Sudah setengah jam aku menunggunya. Namun yang kutunggu sepertinya masih tenggelam dari kabar. Sabar, lagi-lagi hanya itu senjata andalan. Semoga saja dia masih setia bersemayam dalam jiwa dan raga yang penuh dengan cucuran keringat dan pekat dalam rasa.
Dua jam lebih penantianku berlalu. Tujuh permen karet dalam kunyahan sudah enggan bertalu. Segala bentuk komunikasi sudah kukerahkan. Namun sia-sia agaknya yang menjadi jawaban. Alamak, janjian dengan manusia seperti ini haruslah berbesar hati. Kalau bukan karena istilah sahabat sejati, mungkin sejak tadi aku sudah pergi. Namun urung, karena istilah itu masih setia kujunjung.
Pada akhirnya dia datang juga. Ada sesungging senyum yang terpampang dengan setia.

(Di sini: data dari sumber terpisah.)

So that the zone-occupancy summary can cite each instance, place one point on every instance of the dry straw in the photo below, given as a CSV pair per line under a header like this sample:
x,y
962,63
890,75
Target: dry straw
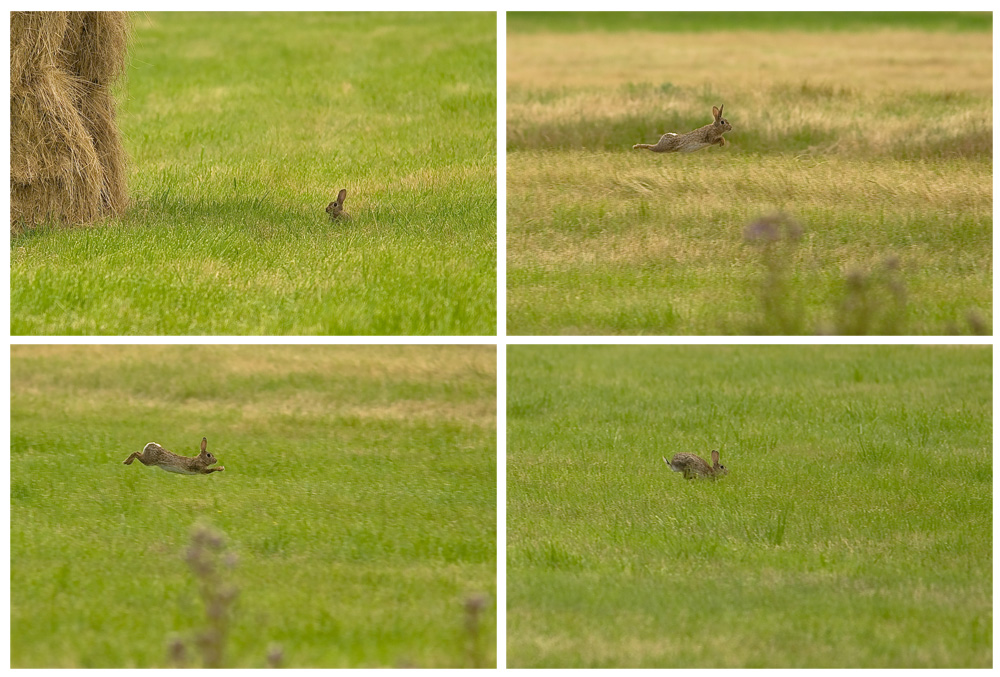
x,y
67,161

Kata maaf meluncur deras, dan pada akhirnya hanya memaafkan jadi senjata pamungkas.
Kami berdua berjalan beriringan. Kisah masa kuliah jadi bahan obrolan. Tawa pada akhirnya pecah juga, ingat-ingat kebodohan yang dilakukan secara bergriliya. Aku mentertawakan dia, pun dia sebaliknya. Ocehan kami terhenti seketika saat melihat seorang pedagang menjajakan makanan kesukaan. Es cendol segar dengan gula rasa durian. Kami hampiri, kami singgahi. Lalu kami tertawa lagi mengingat kisah sembari menanti racikan tangan sang pedagang.
Tak pernah kusangka, itu adalah kali terakhir melihat, menyantap tawa bersamanya. Receh dari saku kanan celananya menggelinding. Refleks dia bergegas mengambil. Tanpa peduli kanan kiri, dia memungut koin melati. Dan seperti kilat semua terjadi dengan cepat. Mobil sedan laknat berlawanan arah berjalan cepat.
Hatiku hancur, badanku tergempur. Melihat dia terpental hingga berjarak. Dalam sekarat, dia sempat mengucap maaf. Air mata dan jeritanku melibas tiada batas. Jangan pergi sendiri, kumohon...
Dia tersenyum, menggeleng perlahan. Bertolak belakang dengan darahnya di kepala yang mengalir deras tiada tertahan. Katanya, "belum saatnya kamu pulang. Aku sudah merindukan ini lama sekali".